Thursday, 29 September 2022

Parents are easy scapegoats, and I’m sorry

In my last post, I criticised parents for buying their children, or allowing their children to buy, Paris St Germain shirts. I realise now I may have been hasty, even arrogant, in projecting that view.

Some of those children may not have a full set of parents living with them, or may not have parents at all, and last week, while I sat in the part-Saudi Arabia funded Sainsbury’s petrol station, I reflected that it was unfair of me to blame, for instance, a run-off-her-feet single mum or Dad, who might not be into football and it’s politics, for asking no questions about their son’s football shirt of choice. If it was a birthday or Christmas present, well it’s one job less to worry about. 

In my street, there is a Mum with two children, one of who wears a Manchester City shirt. There used to be a man living there, who I know to be a Tottenham fan, because he was blasting out Chas N Dave Spurs songs before their FA Cup semi final with Chelsea in 2017 and whooping with joy over Kane and Eriksen’s goals that ultimately only contributed to a  4-2 defeat. The Dad never shows up now, or rather I never see him show up, but whatever the situation the kid has presumably taken up with the best team rather than his dad’s. Does his mum, who I have seen going out to work, or at least wearing clothes promoting a business, need the bother of drilling down into the details of why he supports a club 300 miles away? Manchester City, eh? The best are they? I always thought they were rubbish; you sure it’s not the United shirt you want?

Maybe the mum is a City fan, can’t rule that one out, but in future when I see these oil-friendly shirts, I will try not to leap into the blame game, just as I’ll try not to blame them for letting their kids watch the World Cup in Gilead. We’ve all got so much going on, the kids are entertained, not missing out, not asking questions, and that’s cool because many of us are too distracted to have any answers. 



Monday, 5 September 2022

Germain measles

It has been a summer of laughs, tears, intense heat and senseless squabbling over technology. Oh, and Paris St Germain kits. They are bloody everywhere. 

Wherever we’ve been during this six-weeks of school holiday turbulence, the Qatari-owned colours of sickening wealth, greed and oppression have been on show; Legoland, Ironbridge, Brighton, Canterbury - kids galore in PSG. There was an adult too, in my local shopping centre yesterday, wearing one. Kids, you can forgive, their parents less so. Lone adults, certainly disappointing. 

As I observed the growing number of these ill-informed or shameless specimens, I wondered what the motivation was behind it; what was it that first attracted you to the billionaires, Paris St.German? 
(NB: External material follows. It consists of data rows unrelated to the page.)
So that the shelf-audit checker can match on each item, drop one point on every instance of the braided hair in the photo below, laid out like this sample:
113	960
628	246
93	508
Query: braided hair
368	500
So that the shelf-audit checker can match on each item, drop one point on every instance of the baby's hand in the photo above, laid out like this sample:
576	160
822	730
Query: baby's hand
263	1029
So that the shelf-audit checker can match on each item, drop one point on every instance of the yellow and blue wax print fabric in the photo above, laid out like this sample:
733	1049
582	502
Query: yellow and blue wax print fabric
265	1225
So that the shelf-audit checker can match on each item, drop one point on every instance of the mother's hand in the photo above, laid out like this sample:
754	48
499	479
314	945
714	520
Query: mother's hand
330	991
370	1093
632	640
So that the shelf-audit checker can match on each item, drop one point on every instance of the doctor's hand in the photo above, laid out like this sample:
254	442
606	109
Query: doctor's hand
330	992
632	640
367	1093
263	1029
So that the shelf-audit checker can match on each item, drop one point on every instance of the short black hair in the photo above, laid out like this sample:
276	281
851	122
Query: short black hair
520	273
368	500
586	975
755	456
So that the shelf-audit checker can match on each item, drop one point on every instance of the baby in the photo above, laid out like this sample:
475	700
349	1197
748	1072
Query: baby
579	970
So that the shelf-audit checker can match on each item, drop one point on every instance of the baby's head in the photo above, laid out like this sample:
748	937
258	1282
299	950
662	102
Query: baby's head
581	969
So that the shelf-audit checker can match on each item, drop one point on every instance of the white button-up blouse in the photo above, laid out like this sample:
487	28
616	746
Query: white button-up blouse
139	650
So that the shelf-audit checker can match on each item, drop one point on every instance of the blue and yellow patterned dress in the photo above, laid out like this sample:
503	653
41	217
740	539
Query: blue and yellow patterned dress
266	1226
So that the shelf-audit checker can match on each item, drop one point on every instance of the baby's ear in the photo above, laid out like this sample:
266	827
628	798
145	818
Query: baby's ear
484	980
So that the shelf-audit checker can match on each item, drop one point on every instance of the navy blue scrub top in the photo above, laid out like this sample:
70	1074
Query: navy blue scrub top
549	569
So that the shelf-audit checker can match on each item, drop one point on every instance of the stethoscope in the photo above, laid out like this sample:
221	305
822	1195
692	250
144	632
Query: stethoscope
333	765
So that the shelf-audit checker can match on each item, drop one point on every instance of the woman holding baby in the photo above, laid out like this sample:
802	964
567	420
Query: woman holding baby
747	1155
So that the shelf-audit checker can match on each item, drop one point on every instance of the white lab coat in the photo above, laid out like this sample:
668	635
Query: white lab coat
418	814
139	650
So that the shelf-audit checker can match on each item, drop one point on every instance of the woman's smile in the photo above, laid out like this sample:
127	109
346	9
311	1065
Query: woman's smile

I assumed it must be a Messi thing, or a Neymar thing, or a Mbappe thing, and at Ironridge there was the remnants of Messi’s name on the back of a child’s shirt (all that money and they can’t even do the honour of making wash-proof material), and though I didn’t actually see any Neymar’s, there was a plethora of Mbappe’s. That said, in my local Tesco I noted a Wijnaldum, which sent me into a tailspin. 

Are these people actual PSG fans, or, as was apparently the case with all the Liverpool fans in my primary school days, is it just the shirt they like? As a child I had shirts other than Arsenal’s - Barcelona’s, Scotland’s, Denmark’s, Sweden’s; I had the Swedish one when I was 17 because I liked Tomas Brolin. Or, in an age of satellite television covering all major European leagues and inaccessible and unaffordable ticket prices (certainly in the Prem), are PSG as much a part of peoples lives as Man City? A couple of years ago, over the Adventure playground with my kids, I heard a child say they supported “Chelsea and Real Madrid.”

So, it is all the more uplifting when I see a child in a Watford shirt, as I also saw in my home town that same afternoon of the adult in PSG (Watford isn’t the town team, but the nearest professional one) or a Brighton shirt when we were in Portslade, just a few minutes from Brighton. I noted too, that these junior Watford shirts didn’t have a sponsor on them, even though the first team is regrettably sponsored by a casino company. Perhaps there is an option not to sponsor the sponsor when you buy. A case of more aware parents, perhaps. Literally Gambling Aware. Watford also cancelled a proposed friendly with the Qatar national team this summer after opposition from the club’s LGBTQ+ and Women’s groups. Good for them. 

It’s hard to be morally perfect, and to always keep the devil’s hand at bay, but a show of principled values is always welcome, unlike the PSG shirts. Anyway, the kids are back at school now, and there’s a lot of Spurs kits worn there, which has somehow become a righteous thing, if still deeply disappointing!